Hiroya Kato, Kento Hasegawa, Seira Hidano et al.

Graph Contrastive Learning (GCL) is unsupervised graph representation learning that can obtain useful representation of unknown nodes. The node representation can be utilized as features of downstream tasks. However, GCL is vulnerable to poisoning attacks as with existing learning models. A state-of-the-art defense cannot sufficiently negate adverse effects by poisoned graphs although such a defense introduces adversarial training in the GCL. To achieve further improvement, pruning adversarial edges is important. To the best of our knowledge, the feasibility remains unexplored in the GCL domain. In this paper, we propose a simple defense for GCL, EdgePruner. We focus on the fact that the state-of-the-art poisoning attack on GCL tends to mainly add adversarial edges to create poisoned graphs, which means that pruning edges is important to sanitize the graphs. Thus, EdgePruner prunes edges that contribute to minimizing the contrastive loss based on the node representation obtained after training on poisoned graphs by GCL. Furthermore, we focus on the fact that nodes with distinct features are connected by adversarial edges in poisoned graphs. Thus, we introduce feature similarity between neighboring nodes to help more appropriately determine adversarial edges. This similarity is helpful in further eliminating adverse effects from poisoned graphs on various datasets. Finally, EdgePruner outputs a graph that yields the minimum contrastive loss as the sanitized graph. Our results demonstrate that pruning adversarial edges is feasible on six datasets. EdgePruner can improve the accuracy of node classification under the attack by up to 5.55% compared with that of the state-of-the-art defense. Moreover, we show that EdgePruner is immune to an adaptive attack.

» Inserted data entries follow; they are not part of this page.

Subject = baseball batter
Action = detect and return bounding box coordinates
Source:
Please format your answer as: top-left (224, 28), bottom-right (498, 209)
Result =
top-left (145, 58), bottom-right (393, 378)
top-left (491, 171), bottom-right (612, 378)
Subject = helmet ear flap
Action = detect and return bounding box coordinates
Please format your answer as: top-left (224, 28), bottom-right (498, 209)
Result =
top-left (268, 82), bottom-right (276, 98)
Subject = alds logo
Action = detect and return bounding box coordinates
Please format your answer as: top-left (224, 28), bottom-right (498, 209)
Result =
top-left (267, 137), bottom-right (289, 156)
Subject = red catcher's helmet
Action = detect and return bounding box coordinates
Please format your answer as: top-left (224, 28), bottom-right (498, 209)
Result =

Kento Hasegawa, Kazuki Yamashita, Seira Hidano et al.

In the fourth industrial revolution, securing the protection of the supply chain has become an ever-growing concern. One such cyber threat is a hardware Trojan (HT), a malicious modification to an IC. HTs are often identified in the hardware manufacturing process, but should be removed earlier, when the design is being specified. Machine learning-based HT detection in gate-level netlists is an efficient approach to identify HTs at the early stage. However, feature-based modeling has limitations in discovering an appropriate set of HT features. We thus propose NHTD-GL in this paper, a novel node-wise HT detection method based on graph learning (GL). Given the formal analysis of HT features obtained from domain knowledge, NHTD-GL bridges the gap between graph representation learning and feature-based HT detection. The experimental results demonstrate that NHTD-GL achieves 0.998 detection accuracy and outperforms state-of-the-art node-wise HT detection methods. NHTD-GL extracts HT features without heuristic feature engineering.